Cornflowers made in Calais, France. JOHAN BEN AZZOUZ /LA VOIX DU NORD /MAXPPP
Poppy or cornflower? On each November 11, as on every Remembrance Day commemorating the end of World War I, people in the United Kingdom and across the Commonwealth wear a poppy in their lapel, while in France the cornflower is pinned to the jacket.
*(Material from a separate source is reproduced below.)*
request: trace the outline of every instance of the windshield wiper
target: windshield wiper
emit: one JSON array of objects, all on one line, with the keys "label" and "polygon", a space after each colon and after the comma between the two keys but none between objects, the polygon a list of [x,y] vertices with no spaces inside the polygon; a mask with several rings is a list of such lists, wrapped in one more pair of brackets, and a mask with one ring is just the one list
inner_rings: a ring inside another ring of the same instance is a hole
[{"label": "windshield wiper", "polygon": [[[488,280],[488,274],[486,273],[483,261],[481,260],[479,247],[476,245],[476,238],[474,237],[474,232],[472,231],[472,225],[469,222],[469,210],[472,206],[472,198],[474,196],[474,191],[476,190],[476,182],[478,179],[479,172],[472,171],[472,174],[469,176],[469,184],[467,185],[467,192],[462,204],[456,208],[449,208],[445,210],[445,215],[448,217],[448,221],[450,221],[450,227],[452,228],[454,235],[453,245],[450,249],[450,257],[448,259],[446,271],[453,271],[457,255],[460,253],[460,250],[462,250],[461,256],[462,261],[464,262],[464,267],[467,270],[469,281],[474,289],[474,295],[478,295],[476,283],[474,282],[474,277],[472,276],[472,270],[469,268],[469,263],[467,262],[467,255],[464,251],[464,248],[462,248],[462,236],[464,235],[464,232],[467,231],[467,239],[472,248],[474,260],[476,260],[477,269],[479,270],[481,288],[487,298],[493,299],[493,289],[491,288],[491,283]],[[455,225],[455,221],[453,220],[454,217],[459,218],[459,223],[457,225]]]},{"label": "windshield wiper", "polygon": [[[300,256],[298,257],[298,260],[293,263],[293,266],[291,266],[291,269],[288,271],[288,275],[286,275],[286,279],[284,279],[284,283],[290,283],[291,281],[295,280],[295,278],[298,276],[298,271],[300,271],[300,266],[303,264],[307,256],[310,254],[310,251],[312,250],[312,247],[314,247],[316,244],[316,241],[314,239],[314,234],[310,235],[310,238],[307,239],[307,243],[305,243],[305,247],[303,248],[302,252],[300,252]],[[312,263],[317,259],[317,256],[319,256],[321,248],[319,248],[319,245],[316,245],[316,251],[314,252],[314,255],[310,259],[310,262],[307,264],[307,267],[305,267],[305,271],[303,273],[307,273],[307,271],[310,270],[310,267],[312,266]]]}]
Two flowers for two stories, more parallel than competing.
Both species, Papaver rhoeas and Cyanus segetum in their scientific names, carried the same significance for the soldiers of 1914-1918: Stronger than barbarity, they were the only flowers that stubbornly grew in the mud of the trenches, despite the trampling of men and the devastation of shells.
On December 8, 1915, a Canadian army doctor, John Alexander McCrae, published a poem in the British magazine Punch titled "In Flanders Fields." "In Flanders fields the poppies blow/Between the crosses, row on row/That mark our place." The final lines issue a call to the living: "If ye break faith with us who die/We shall not sleep, though poppies grow/In Flanders fields."
The poem had a tremendous impact. Moved by its words, an American woman, Moina Belle Michael, was the first to wear a poppy. But it was a Frenchwoman, Anna Guérin – about whom historian Claude Vigoureux wrote a biography, La Dame au coquelicot, le roman vrai d'Anna Guérin ("The Lady with the Poppy, the true story of Anna Guérin," untranslated) – who fought to spread the tradition.